One of the current research themes in environmental science is how natural and anthropogenic pressures or stressors - such as climate change, land-use activities like forestry and mining, and natural events like wildfires - affect water resources and aquatic ecosystems. This interest is driven by the recognition that most, if not all, water bodies are affected by multiple stressors (often termed cumulative effects) that impact water quantity (e.g. water flows) and water quality (e.g. chemistry, sediment concentrations). The objective of this research project is to determine the cumulative effects of multiple stressors on the environment by focusing on the Quesnel River Basin (QRB, ca. 12,000 km2) in central British Columbia. The overall research project will specifically focus on how geomorphological connectivity (e. g. linkages between land and rivers, and linkages within channels) influences the transfer of sediment and associated chemicals - like trace metals (i.e. arsenic, copper, zinc), nutrients (e.g. phosphorus) and particulate carbon - due to stressors acting in the QRB. One project will evaluate the role of storage elements (specifically glacial forefields, riparian buffers, floodplains, and channel beds) in controlling how sediment and associated chemicals move through landscapes that have been influenced by climate change and land-use activities. In particular, this project will determine if such storage elements attenuate and/or modify material flows and fates. A second project will employ a nested monitoring program in conjunction with sediment tracers, to follow the movement of sediment and chemicals downstream of specific land-use activities such as agriculture, forestry and mining. A third project will use existing spatially distributed models to examine the role of geomorphological connectivity on sediment and associated chemical responses to stressors at the watershed-scale, utilizing the empirical information obtained from the first two projects and an existing GIS platform available for the QRB. The work will provide an improved understanding of how watersheds respond to cumulative effects in a rapidly changing world, which will help to protect water resources and aquatic habitats in Canada.

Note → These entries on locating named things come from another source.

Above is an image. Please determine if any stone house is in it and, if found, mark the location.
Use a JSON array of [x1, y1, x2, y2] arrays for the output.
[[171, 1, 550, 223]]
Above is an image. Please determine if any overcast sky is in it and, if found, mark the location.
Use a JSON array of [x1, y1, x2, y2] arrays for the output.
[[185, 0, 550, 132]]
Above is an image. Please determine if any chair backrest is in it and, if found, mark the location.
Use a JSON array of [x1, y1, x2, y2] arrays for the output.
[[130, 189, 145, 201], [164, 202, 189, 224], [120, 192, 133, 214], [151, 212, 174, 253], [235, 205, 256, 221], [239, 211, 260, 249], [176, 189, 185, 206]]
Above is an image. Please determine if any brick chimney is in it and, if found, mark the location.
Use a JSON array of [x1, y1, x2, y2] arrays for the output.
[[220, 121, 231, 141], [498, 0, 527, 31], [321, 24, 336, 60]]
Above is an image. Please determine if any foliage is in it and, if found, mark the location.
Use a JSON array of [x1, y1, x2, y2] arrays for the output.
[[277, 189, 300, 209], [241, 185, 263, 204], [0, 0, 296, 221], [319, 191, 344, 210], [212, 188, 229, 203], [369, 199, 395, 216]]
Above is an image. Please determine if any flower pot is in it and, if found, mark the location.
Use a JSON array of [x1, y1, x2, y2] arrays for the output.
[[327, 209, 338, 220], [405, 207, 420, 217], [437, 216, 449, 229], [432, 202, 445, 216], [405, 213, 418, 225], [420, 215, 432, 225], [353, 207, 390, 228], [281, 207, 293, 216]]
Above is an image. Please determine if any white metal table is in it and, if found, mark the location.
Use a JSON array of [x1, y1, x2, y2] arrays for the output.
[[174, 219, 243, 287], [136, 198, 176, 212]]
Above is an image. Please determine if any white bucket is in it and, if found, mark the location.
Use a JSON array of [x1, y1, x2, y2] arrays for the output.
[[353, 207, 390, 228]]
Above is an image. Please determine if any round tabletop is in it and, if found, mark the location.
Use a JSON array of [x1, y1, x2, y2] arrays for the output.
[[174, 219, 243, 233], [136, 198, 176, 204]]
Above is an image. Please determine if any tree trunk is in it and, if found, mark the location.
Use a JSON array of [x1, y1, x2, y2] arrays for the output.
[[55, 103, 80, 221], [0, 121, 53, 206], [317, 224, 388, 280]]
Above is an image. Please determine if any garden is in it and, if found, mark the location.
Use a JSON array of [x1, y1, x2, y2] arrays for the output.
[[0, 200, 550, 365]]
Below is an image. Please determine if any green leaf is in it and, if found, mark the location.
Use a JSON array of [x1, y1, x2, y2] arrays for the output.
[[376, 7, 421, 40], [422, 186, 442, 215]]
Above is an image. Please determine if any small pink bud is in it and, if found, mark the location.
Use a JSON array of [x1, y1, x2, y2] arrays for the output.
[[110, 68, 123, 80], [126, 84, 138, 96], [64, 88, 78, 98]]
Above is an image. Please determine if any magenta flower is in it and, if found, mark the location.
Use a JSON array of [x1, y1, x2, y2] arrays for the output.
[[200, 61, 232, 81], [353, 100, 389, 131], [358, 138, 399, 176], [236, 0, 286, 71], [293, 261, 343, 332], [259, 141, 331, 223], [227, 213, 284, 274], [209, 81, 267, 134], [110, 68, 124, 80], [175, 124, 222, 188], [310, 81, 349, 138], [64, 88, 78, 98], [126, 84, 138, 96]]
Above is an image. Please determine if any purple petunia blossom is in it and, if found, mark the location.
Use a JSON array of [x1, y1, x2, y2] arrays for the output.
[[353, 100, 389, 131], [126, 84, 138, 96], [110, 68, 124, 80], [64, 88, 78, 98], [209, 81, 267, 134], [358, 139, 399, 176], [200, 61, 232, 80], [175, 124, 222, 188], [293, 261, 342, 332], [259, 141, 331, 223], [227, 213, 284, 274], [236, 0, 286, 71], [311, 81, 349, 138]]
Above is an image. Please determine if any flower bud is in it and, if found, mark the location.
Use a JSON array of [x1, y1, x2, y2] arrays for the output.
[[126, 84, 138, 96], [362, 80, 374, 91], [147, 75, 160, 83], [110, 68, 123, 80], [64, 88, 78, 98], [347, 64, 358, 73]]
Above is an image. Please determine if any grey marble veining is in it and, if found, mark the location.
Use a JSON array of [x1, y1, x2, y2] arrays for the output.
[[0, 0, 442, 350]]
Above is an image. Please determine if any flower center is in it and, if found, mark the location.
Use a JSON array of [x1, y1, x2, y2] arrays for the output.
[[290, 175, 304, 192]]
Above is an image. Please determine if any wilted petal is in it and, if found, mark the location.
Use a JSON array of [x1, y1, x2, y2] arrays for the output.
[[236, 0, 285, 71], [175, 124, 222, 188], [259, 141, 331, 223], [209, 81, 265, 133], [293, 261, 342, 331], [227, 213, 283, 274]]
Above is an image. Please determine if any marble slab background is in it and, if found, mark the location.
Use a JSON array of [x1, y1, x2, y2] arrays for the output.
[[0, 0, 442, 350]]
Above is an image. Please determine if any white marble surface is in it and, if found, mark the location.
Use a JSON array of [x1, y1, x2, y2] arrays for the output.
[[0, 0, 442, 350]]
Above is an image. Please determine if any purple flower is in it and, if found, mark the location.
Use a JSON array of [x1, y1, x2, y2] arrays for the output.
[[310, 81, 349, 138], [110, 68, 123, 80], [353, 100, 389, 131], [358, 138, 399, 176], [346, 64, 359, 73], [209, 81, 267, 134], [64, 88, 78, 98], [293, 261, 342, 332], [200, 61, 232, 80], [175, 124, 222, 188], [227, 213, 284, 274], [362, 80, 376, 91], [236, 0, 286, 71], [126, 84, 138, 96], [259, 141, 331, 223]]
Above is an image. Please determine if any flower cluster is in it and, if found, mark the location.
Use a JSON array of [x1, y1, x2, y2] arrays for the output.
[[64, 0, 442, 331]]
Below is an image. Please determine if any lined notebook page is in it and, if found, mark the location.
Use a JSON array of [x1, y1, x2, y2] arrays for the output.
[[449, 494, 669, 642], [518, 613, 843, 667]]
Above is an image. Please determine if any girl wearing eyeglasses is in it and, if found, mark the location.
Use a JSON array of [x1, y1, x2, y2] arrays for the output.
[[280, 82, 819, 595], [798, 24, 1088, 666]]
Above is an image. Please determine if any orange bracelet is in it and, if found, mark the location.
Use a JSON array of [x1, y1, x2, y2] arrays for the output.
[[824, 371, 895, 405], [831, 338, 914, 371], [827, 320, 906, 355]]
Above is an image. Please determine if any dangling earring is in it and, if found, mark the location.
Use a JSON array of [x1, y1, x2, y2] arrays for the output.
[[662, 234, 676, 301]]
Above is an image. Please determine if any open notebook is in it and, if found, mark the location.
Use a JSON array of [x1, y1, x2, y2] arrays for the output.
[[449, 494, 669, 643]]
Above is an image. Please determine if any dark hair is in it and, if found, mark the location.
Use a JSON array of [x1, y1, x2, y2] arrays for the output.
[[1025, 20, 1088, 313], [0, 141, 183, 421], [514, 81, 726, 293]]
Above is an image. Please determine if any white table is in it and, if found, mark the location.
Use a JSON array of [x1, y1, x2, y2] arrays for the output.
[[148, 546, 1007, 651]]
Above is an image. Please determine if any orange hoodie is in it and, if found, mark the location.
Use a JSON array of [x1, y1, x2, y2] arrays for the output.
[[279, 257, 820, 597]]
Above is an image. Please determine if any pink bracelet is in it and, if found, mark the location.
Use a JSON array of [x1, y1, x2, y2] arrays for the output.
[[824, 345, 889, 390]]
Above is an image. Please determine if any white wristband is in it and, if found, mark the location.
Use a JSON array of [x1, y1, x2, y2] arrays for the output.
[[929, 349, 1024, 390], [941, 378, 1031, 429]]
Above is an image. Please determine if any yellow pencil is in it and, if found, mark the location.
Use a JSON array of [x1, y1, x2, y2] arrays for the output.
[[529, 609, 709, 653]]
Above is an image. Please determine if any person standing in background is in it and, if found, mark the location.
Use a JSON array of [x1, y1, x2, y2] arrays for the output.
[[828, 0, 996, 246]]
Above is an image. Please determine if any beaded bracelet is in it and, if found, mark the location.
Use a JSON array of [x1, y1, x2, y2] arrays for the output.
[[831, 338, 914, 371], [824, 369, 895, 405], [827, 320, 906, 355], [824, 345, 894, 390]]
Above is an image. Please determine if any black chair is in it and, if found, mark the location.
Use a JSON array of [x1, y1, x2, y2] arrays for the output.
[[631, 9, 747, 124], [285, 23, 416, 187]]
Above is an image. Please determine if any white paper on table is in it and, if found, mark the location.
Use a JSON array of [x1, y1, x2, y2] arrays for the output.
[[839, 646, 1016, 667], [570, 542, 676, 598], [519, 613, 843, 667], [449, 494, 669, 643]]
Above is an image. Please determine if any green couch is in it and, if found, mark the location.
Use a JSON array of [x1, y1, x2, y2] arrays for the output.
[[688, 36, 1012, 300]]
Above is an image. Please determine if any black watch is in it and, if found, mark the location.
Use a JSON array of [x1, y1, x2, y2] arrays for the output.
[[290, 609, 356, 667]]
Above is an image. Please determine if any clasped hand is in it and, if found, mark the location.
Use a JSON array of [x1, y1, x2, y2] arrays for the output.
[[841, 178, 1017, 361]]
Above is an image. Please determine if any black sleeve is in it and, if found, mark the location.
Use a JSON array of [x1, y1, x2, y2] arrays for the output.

环境科学当前的研究主题之一是自然和人为压力或应激源（例如气候变化、林业和采矿等土地利用活动以及野火等自然事件）如何影响水资源和水生生态系统。这种兴趣是由于认识到大多数（如果不是全部）水体都受到多种压力源（通常称为累积效应）的影响，这些压力源会影响水量（例如水流）和水质（例如化学成分、沉积物浓度）。该研究项目的目标是通过关注不列颠哥伦比亚省中部的克内尔河流域（QRB，约 12,000 平方公里）来确定多种压力源对环境的累积影响。整个研究项目将特别关注地貌连通性（例如陆地和河流之间的联系以及渠道内的联系）如何影响沉积物和相关化学物质的转移 - 例如微量金属（即砷、铜、锌）、营养物（例如磷）和颗粒碳 - 由于作用于 QRB 的压力源。一个项目将评估封存要素（特别是冰川前田、河岸缓冲区、洪泛区和河床）在控制沉积物和相关化学物质如何穿过受气候变化和土地利用活动影响的景观中的作用。特别是，该项目将确定此类存储元素是否会减弱和/或改变物质流和命运。第二个项目将采用嵌套监测程序与沉积物示踪剂相结合，跟踪农业、林业和采矿等特定土地利用活动下游的沉积物和化学品的移动情况。第三个项目将利用从前两个项目获得的经验信息和 QRB 现有的 GIS 平台，利用现有的空间分布模型来研究地貌连通性对沉积物的作用以及流域范围内压力源的相关化学反应。这项工作将更好地了解流域如何应对快速变化的世界中的累积影响，这将有助于保护加拿大的水资源和水生栖息地。